I saw John Carpenter’s The Thing for the first time a last year, and became kind of obsessed with it. Since then, I’ve been renting other John Carpenter movies, but I haven’t liked anything I’ve seen nearly as much. I just saw Halloween, which is supposed to be one of his best, and…eh. It was certainly okay, but I’m not exactly sure why it’s supposed to be so special. Maybe it’s because so many of its tropes (the final surviving girl, the killer in the mask, slaying the villain and having him come back over and over) have become cliches — but were any of them really such great ideas in the first place? The way the teenagers keep getting killed whenever they express sexual desire is pretty entertaining, and Carpenter’s eerie synth score is creepy. The camera movement is very fluid, and the perspective-of-the-killer shots are fun — especially in the opening scenes where Michael puts on the mask and you see through his restricted vision. But the psychologist nattering on about how ultimately bad, bad, bad Michael Myers is just kind of tedious, and the movie’s efforts to turn a serial killer into some sort of primal force of eldritch evil seem overblown and dumb. I guess that’s really where the film loses me; if you’re going to have a supernatural villain, have a supernatural villain. If you’re going to have it be a bad guy, have it be a bad guy and expend some effort on making him seem actually dangerous. As it is, Myers inability to kill Curtis just seems like incompetence — he keeps missing her with the knife, and she then beats the crap out of him over and over. The only thing that makes him at all credible as a threat is that he keeps getting these totally un-earned do-overs, coming back from the dead for no apparent reason. It’s like the movie couldn’t come up with a really dangerous threat, so has to fall back on special pleading. (Texas Chainsaw Massacre does a much better job having villains who are really scary but vulnerable. The murder scenes also manage to be a lot more shocking and visceral.)

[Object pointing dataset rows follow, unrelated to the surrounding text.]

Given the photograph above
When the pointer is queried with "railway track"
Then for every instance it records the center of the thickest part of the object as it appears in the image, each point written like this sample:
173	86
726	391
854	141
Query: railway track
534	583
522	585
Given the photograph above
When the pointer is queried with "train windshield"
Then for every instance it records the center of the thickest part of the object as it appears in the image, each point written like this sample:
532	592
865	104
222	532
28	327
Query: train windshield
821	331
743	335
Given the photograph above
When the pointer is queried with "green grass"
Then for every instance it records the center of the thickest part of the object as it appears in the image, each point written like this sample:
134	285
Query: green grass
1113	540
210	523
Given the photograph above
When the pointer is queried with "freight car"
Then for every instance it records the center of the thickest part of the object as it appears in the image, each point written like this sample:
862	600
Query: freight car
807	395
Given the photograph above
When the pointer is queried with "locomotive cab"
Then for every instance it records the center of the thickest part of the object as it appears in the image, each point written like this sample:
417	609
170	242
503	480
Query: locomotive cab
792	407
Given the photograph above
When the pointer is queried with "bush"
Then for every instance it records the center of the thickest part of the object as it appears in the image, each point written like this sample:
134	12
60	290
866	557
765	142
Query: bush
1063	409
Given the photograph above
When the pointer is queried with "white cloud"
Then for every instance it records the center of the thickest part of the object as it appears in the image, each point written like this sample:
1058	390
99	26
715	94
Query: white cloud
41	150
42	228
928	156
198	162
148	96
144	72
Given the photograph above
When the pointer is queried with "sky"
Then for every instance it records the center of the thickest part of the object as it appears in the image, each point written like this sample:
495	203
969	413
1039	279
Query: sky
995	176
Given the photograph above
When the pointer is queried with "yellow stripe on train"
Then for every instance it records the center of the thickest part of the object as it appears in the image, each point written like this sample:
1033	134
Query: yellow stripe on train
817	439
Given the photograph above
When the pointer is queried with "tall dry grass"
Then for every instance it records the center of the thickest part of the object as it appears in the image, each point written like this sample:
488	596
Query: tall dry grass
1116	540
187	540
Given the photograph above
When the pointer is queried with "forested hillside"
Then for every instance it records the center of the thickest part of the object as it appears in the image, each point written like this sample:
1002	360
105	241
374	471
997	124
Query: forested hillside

I also finally saw the Japanese horror classic Ring-U recently — and that was a whole lot more satisfying. The evil is more clearly occult, and while it’s not exactly what you’d call coherent, it does have a poetic consistency. The plot involves a video; once you see it, you have one week to live. The tension created by the time limit, and the character’s desperate efforts to find out what’s going on, are much more suspenseful than the random, sudden violence in Halloween — where the viewers know that something bad is going to happen, but the victims generally don’t. The mix of eldritch magic and modern technology is very well done, and the pacing is perfect — we don’t see how the curse works until the very end of the movie, and the payoff is suitably bizarre and eerie. Halloween also doesn’t have anything anywhere near as weird as the scene where the Ringu heroine stands up to her waist in water at the bottom of a well caressing a child’s skeleton. You’ve gotta love that.
I went on the same little tangent after I first saw Carpenter’s The Thing–watched quite a few of his flicks, didn’t much like them. Then went back and watched The Thing again, liked it even more. For whatever reason, whether it’s the All Star cast of B-Movie and character actors, that flick is just magic. The rest of carpenter? Not so much.